A friend’s father-in-law just went into an assisted care home, and he frequently complains about being bored. I made the obvious suggestion, “Can you give him some books?”
She replied, “He doesn’t read.” This was a foreign concept to her, and me.
“I can’t imagine not reading,” she said. “It would be awful. You would have to live your whole life in the real world. You could never escape to anywhere else.”
Long before I was a writer, I was a reader. I escaped into books, both highbrow and trashy, ever since I was a child.
But it wasn’t until my early 20s that I turned to reading as a form of personal development. Prior to that, nonfiction was something that teachers assigned, grindingly boring tomes that you read only because you had to, and you forgot right after the test.
Then I read “The Road Less Traveled” and everything changed. For the first time I realized that books aren’t always about other people, sometimes they’re about me.
Here are seven books that had a transformative effect on my thinking, and thus, my life:
1. “The Road Less Traveled” by M. Scott Peck, MD.
Peck’s classic stands the test of time. I read it in my 20s, then my 30s, and again in my 40s. Each time I gained a deeper understanding of myself, my relationships and where I still needed (and wanted) to grow. If you read it 20 years ago, read it again, you’ll be surprised by new insights.

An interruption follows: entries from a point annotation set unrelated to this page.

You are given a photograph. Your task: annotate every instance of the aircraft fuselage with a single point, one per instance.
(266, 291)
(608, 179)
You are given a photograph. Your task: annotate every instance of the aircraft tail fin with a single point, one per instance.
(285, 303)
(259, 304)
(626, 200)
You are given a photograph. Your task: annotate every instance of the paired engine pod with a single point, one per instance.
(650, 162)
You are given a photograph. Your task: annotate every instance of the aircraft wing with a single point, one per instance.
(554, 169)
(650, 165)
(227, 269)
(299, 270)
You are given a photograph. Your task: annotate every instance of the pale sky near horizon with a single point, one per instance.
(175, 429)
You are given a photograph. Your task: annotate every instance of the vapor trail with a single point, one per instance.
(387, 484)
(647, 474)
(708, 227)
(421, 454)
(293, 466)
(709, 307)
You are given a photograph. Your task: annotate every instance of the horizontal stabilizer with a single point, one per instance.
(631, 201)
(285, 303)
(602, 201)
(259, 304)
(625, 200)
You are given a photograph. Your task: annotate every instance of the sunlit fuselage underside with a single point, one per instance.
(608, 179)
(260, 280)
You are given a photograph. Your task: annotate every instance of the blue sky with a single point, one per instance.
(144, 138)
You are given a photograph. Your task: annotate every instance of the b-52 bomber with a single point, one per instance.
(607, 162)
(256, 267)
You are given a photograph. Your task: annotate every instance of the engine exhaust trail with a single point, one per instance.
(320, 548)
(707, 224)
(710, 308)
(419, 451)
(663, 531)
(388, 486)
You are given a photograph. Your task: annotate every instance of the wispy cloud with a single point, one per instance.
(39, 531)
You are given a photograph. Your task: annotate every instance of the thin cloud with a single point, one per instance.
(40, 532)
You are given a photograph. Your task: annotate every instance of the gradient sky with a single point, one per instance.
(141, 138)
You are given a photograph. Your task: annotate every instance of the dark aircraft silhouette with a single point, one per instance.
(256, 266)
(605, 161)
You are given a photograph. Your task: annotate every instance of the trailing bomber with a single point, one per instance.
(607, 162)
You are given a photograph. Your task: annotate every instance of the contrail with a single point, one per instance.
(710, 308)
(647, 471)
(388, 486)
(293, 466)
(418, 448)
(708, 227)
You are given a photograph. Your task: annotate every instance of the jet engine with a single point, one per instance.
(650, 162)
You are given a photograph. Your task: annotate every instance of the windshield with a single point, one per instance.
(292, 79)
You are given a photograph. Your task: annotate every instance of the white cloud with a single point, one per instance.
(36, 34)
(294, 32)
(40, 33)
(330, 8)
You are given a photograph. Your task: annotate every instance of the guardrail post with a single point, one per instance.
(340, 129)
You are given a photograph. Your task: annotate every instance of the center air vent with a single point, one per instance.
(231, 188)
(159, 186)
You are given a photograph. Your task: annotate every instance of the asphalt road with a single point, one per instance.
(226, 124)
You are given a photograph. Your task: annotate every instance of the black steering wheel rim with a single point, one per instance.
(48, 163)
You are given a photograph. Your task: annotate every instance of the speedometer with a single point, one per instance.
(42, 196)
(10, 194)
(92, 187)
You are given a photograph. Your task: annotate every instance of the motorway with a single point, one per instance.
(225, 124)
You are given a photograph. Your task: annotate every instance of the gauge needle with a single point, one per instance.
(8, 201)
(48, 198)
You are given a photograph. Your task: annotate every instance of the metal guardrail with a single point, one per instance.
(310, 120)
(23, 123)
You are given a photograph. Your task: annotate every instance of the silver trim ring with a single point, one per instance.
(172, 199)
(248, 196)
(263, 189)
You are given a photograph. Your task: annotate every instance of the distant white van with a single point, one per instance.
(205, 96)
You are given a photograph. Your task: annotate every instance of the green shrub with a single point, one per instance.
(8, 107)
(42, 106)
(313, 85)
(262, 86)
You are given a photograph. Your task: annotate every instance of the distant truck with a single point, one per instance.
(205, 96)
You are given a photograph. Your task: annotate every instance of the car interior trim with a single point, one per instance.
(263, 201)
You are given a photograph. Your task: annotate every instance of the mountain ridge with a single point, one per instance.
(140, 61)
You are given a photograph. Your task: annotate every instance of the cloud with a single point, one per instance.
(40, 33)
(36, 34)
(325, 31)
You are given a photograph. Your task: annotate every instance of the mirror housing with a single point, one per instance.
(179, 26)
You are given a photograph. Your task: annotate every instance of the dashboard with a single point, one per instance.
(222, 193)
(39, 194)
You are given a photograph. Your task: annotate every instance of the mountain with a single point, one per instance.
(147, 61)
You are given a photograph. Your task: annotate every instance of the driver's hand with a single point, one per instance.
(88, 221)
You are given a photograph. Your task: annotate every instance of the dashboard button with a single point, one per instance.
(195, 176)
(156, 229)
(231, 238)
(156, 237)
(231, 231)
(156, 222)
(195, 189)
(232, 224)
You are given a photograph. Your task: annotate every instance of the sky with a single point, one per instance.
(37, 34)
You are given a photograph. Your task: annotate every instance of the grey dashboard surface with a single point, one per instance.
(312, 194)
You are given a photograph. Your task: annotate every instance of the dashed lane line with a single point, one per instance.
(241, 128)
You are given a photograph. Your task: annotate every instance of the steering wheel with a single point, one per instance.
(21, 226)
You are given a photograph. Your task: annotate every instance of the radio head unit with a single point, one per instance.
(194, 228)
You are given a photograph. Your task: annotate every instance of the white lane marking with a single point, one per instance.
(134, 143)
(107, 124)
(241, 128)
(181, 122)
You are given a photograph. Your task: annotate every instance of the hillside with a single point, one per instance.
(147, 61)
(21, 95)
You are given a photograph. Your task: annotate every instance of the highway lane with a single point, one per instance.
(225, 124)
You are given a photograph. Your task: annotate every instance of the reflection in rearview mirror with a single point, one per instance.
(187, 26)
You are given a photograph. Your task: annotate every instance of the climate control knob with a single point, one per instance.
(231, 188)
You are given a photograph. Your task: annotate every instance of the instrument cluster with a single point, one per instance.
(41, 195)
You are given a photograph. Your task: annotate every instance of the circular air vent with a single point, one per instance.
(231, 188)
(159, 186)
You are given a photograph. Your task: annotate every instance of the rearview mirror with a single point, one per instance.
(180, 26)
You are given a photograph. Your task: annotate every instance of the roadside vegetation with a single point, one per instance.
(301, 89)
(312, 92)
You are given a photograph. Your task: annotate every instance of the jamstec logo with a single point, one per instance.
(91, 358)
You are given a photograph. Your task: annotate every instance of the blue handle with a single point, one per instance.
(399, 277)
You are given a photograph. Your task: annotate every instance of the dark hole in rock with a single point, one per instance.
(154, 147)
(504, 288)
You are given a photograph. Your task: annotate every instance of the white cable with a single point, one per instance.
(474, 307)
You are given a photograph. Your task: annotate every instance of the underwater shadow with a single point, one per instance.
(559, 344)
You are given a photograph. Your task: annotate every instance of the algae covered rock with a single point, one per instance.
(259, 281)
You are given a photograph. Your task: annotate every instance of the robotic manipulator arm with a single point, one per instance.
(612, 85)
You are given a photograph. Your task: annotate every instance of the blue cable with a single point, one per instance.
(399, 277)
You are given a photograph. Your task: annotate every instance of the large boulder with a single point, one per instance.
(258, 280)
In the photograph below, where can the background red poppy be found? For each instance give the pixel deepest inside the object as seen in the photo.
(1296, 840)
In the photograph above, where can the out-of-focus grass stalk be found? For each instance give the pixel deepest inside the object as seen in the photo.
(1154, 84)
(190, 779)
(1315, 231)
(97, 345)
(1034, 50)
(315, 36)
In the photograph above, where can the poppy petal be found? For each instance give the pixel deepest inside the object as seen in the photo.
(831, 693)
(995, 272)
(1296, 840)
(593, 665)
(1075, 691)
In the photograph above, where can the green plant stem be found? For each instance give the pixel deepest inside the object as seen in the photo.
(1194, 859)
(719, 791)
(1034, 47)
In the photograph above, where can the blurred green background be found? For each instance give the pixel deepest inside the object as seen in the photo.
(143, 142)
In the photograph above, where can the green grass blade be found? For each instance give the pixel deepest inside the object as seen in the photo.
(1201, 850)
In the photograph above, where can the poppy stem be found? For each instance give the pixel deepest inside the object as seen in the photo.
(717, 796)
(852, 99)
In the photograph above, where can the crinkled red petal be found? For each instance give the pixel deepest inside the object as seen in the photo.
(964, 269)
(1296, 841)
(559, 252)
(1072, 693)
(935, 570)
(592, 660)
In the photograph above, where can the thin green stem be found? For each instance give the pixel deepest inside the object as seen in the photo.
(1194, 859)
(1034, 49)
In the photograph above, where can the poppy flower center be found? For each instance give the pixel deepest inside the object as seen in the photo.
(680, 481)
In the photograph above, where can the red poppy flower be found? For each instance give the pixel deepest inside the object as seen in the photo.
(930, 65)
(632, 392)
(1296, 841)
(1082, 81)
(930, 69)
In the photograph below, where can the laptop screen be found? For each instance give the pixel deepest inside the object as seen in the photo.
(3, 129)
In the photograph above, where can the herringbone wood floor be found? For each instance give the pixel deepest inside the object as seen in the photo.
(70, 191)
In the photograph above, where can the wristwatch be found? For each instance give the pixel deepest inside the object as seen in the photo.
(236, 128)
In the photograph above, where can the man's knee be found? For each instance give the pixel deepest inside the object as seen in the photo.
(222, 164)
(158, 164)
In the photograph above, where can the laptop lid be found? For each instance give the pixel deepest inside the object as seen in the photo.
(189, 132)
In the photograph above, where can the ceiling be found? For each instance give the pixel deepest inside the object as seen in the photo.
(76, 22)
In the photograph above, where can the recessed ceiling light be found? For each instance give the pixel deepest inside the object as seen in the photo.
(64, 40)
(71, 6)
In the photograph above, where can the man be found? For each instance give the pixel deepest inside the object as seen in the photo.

2. “Do What You Are” by Paul Tieger and Barbara Barron Tieger.
Even if you’re familiar with Myers-Briggs methodology, this book will help you more concretely understand which aspects of a job will be natural for you and what will be loathsome. It helped me discover that I was born, literally, to help people and organizations find their higher purpose.
3. “Nurture by Nature” also by the Tiegers.
Applying Myers-Briggs to parenting taught me how to nurture my “different from me” daughter in a way that matched her personality. It transformed what could have been a frustrating experience into the most rewarding (and successful) experience of my life.
4. “Getting the Love You Want” by Harville Hendrix.
Hendrix’s paradigm shifting concepts helped my husband and me shed childhood baggage we didn’t even realize we had. The process wasn’t easy, but it led us to a much better, more grown-up marriage.
5. “A Return to Love” by Marianne Williamson.
An Oprah favorite, this book delivers on its promise by showing you how to use love as a path toward inner peace. It contains Williamson’s famous quote, “Our deepest fear is not that we are inadequate. Our deepest fear is that we are powerful beyond measure. It is our light, not our darkness, that most frightens us.”
6. “Good to Great” by Jim Collins.
Yes, a business book changed my life. Collins’ classic remains that standard bearer for great leadership and doing work that matters. The Big Hairy Audacious Goal is a game-changer that can be applied to everything.
7. “The Politics of Hope” by Donna Zanjonc.
Back in 2004, long before “The Audacity of Hope,” former Oregon State Rep. Donna Zajonc explained why the two-party war wasn’t working, and laid out an inspiring alternative. We’re not there by a long shot, but every time I get depressed, I remember her quote, “The declaration of our interdependence will comprise the next phase of our political evolution.”
Every one of these books is available online. Happy reading.